Paralisação no Museu de Belas Artes de Buenos Aires. Foto: Gabriel Brust.

O auge do final de semana foram as comemorações dos 40 anos da morte de Che Guevara. Milhares de militantes de esquerda, punks e hippies tomaram a Plaza de Mayo desde cedo no domingo. Às 9h, a Quilmes já rolava solta e muita gente embriagada era atendida sob as árvores. Entre as bandeiras mais freqüentes estava a do MST argentino. Optei por passar por ali rapidamente, já que os shows da festa começariam apenas à tarde, e rumei a La Boca. No tradicional bairro periférico, Guevara continua sendo uma das principais referências locais, ao lado de Maradona, obviamente. Entre os souvenires mais comuns nas lojas do Caminito estão camisetas em que Guevara e Maradona estão estampados lado a lado, quase abraçados. Em La Boca, ao som do tango executado por três velhinhos em uma das calçadas, a imagem dos dois ícones locais se contextualiza. Encontra lugar apropriado na ingenuidade do imaginário local - o bairro pobre que se diz uma república e cujas casas e carros lembram Havana.
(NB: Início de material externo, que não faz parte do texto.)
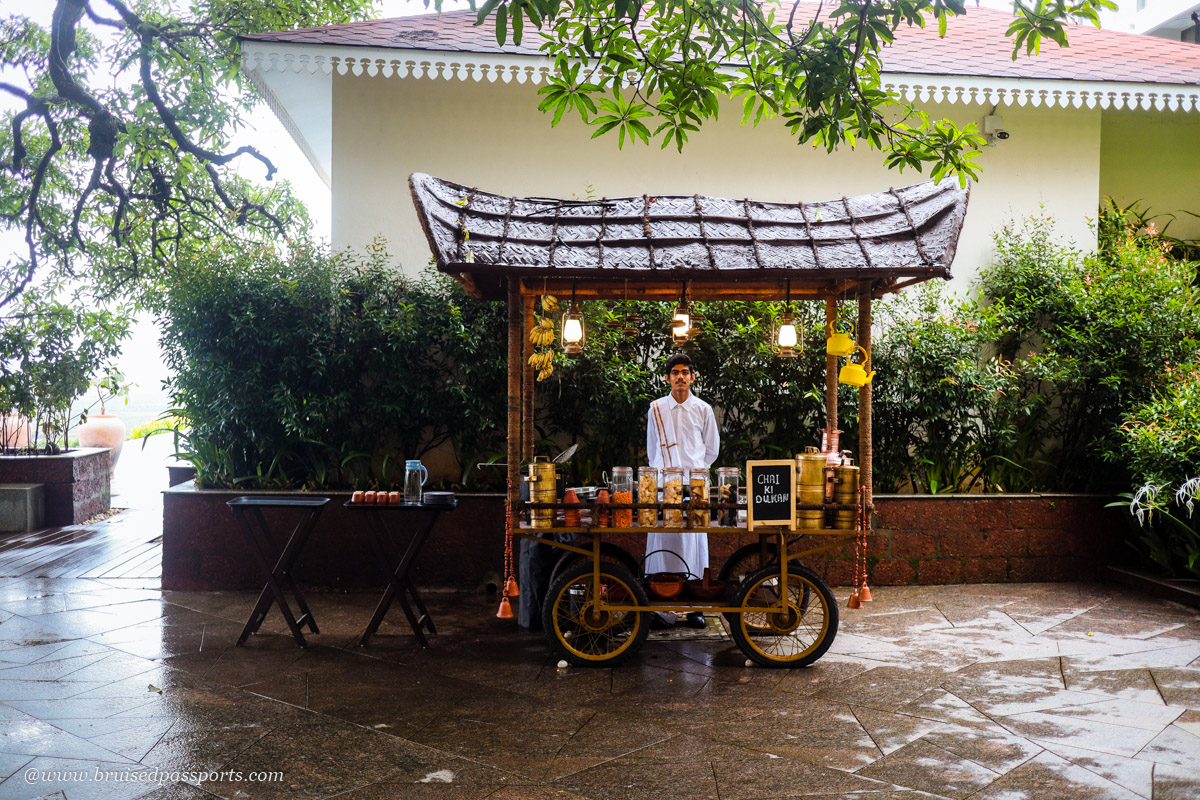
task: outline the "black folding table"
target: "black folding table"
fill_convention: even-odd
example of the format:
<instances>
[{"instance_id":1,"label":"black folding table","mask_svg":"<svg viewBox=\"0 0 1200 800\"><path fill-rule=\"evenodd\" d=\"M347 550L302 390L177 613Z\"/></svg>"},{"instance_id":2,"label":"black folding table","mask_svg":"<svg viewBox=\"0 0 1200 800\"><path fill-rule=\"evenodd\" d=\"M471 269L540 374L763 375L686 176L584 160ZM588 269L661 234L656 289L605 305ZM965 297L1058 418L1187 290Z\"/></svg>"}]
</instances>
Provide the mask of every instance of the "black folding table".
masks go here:
<instances>
[{"instance_id":1,"label":"black folding table","mask_svg":"<svg viewBox=\"0 0 1200 800\"><path fill-rule=\"evenodd\" d=\"M263 587L258 602L254 604L254 610L250 612L250 618L246 620L246 627L242 628L242 635L238 637L239 645L245 644L250 634L262 627L272 601L278 604L280 613L296 639L296 644L301 647L308 645L300 631L302 626L307 626L313 633L320 633L308 603L304 602L304 595L296 587L296 581L292 577L292 566L304 550L309 534L312 533L317 518L321 516L321 511L328 502L328 497L235 497L227 503L241 519L246 529L246 539L250 542L250 552L267 579L267 585ZM267 519L263 515L264 508L305 512L282 547L267 525ZM292 609L283 593L285 588L291 591L296 600L296 606L300 609L299 619L292 615Z\"/></svg>"},{"instance_id":2,"label":"black folding table","mask_svg":"<svg viewBox=\"0 0 1200 800\"><path fill-rule=\"evenodd\" d=\"M421 593L417 591L416 584L413 583L409 572L412 570L417 556L421 554L422 548L425 547L425 542L429 539L429 533L433 530L437 518L443 511L453 511L457 506L457 499L448 503L423 502L395 506L346 503L346 508L361 512L366 517L367 526L371 529L371 541L375 543L376 555L388 582L383 597L379 599L379 604L375 607L375 613L371 615L371 621L367 623L367 629L363 631L362 637L358 640L360 647L366 645L375 635L375 631L379 630L379 625L383 622L393 600L400 602L400 608L404 609L408 625L416 635L417 641L421 643L421 647L429 647L429 641L425 638L422 628L430 633L437 633L437 628L434 627L433 617L425 608L425 603L421 600ZM414 514L417 516L414 517ZM388 528L384 519L389 515L399 515L401 519L413 526L412 538L403 552L396 543L394 532ZM412 597L412 605L409 605L409 596ZM416 612L414 612L413 606L416 606Z\"/></svg>"}]
</instances>

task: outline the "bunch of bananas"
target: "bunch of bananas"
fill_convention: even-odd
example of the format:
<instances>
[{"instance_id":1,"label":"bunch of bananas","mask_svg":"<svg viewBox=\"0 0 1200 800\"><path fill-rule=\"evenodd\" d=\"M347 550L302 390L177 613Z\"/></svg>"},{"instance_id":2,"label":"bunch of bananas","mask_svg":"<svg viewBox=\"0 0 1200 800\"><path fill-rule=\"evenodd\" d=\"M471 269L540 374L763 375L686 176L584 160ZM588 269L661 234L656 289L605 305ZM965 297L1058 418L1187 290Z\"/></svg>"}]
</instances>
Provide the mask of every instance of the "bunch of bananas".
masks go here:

De volta à Plaza de Mayo, o retrato é diferente. Com o cair da noite, as bandas começam a tocar em um pequeno palco montado em meio ao parque, e a celebração do guerrilheiro remete ao presente. O Café Harmony, a uma quadra da praça, foi um dos poucos das redondezas a tentar manter as portas abertas naquele domingo. A proprietária tentava evitar, com dificuldade, que o banheiro do estabelecimento fosse usado como vomitódromo pelos milhares de companheiros. Em vão.

Guevara e o socialismo seguem sendo referência primordial para milhares de pessoas por aqui. A democracia, bem, a julgar pelos gritos de ordem e pichações legadas ao município ao final da noite, não ocupa um lugar muito nobre nessa lista de referências. Menosprezo que fica explícito na completa apatia com que as eleições presidenciais estão sendo tratadas pela população de Buenos Aires nesta primavera de 2007.